I was wondering why the Metropolis routine implemented in PyMC3 does not have adaptive schemes? (I know Metropolis is not the recommended default sampler to use, but I am using it because I have an external model with 4 parameters that I use with a Theano
as_op that has no gradient).
I came across a few references (DRAM: Efficient adaptive MCMC), and a MATLAB toolbox that uses such schemes and that performs really well in my cases (= converges in a few dozen steps and then with 2000-5000 samples it’s enough), where PyMC3 fails me (= the estimated parameters are barely in the 2 sigma range after 100000s of samples).

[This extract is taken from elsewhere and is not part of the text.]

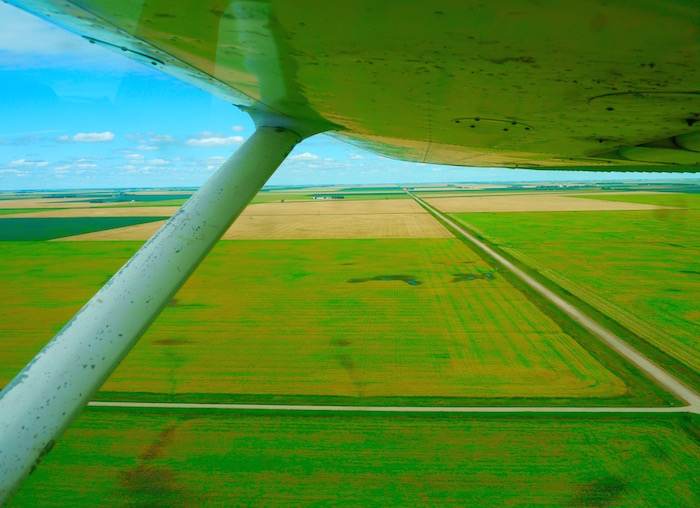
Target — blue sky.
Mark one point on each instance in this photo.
(75, 115)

As the author of the aforementioned toolbox puts it “the covariance matrix of the proposal distribution can be adapted during the simulation according to adaptive schemes described in the references”, and I am pretty sure this is why these methods converge really fast and sample well where the standard Metropolis algorithm implemented in PyMC3 fails me (I of course use the same external model and Gaussian priors in both).

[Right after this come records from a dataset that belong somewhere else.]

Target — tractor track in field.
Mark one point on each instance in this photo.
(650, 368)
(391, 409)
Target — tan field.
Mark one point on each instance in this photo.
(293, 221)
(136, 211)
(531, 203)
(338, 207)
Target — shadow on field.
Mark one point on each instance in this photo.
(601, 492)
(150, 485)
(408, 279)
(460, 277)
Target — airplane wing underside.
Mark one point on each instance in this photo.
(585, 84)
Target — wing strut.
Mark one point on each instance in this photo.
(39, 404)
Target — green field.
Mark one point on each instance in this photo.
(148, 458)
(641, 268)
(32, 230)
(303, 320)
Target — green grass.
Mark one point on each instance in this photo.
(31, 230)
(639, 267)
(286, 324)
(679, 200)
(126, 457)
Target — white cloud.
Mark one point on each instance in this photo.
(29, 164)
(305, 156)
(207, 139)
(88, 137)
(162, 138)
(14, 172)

These methods have been available for over 10 years and so I was wondering what was the reason they were not implemented in PyMC? I am no expert in the field, I am just trying to use modern tools to do parameter estimation, so I may be wrong in my interpretation of what is recommended and what is available in PyMC, but since I see that PyMC is often on the cutting edge of research, sometimes implementing methods very soon after a paper is published, I am curious .